Lately, I've started watching glitch channels. "Why", you might ask? Well, at first it was just for fun. But as I kept watching, I started to realize that not all the glitches were fun, pointless, or harmless. What do I mean by that?
Well, watching glitch channels has shown me just how many ways there are to exploit minor oversights and either totally bypass giant chunk of the game, or even bypass the entirety of the game.
I'll admit, finding ways of breaking a game after you've already beat it can be fun and greatly improve replay value to any game you've got, but some of these bugs were serious. Like the backwards long-jump in Super Mario 64, Navi Diving in Legend of Zelda: Ocarina of Time, the infamous Pokemon Blue/Red Missing Number, and Pokemon Silver/Gold Coin Case.

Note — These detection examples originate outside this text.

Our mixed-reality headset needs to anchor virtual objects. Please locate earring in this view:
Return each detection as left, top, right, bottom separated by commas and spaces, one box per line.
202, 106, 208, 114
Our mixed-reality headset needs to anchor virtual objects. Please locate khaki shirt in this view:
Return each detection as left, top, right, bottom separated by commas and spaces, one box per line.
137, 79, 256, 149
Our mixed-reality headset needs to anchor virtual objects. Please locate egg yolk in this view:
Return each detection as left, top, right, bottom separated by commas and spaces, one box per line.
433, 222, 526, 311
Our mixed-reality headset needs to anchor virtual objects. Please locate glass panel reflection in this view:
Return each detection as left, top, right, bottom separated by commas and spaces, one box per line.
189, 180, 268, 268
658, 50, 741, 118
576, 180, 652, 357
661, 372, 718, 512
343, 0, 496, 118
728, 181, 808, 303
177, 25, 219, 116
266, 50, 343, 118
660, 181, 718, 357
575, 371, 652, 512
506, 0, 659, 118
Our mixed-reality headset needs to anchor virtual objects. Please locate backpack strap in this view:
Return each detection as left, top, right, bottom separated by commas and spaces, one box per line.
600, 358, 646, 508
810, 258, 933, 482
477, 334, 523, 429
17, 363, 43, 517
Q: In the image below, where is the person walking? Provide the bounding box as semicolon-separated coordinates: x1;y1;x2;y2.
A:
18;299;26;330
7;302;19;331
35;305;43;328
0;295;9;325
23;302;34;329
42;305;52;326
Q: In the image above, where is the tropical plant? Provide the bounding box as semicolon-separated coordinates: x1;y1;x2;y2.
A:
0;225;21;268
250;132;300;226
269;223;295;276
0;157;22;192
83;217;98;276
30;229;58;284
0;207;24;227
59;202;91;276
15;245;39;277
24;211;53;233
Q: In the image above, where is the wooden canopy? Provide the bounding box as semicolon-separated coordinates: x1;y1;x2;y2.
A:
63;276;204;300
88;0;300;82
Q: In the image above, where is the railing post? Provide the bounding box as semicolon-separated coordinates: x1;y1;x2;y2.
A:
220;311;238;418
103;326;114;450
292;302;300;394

Watching these glitch channels is good for a dev in much the same way a Let's Play with commentary is. I watch Let's Plays to see how gamers interact with the game they're playing, how they think, how they react, where they look when they can't find something, how long they usually go before consulting a walkthrough, what they enjoy doing, and most of all, their comments and suggestions.
I watch glitch videos for much the same reason. To learn what ways gamers break and exploit a game's oversights, flaws, and elements. As a dev, you may find yourself saying "Eh, there's no way in hell they'll find a way to break this. It's so obscure."
Watch A+Start, here, where he spends half an hour abusing the Legend of Zelda: Wind Waker HD remake. Nothing is too obscure. And that's why I'm watching these. They teach me ways of thinking about my programming and level design, in order to avoid some of these bugs and glitches.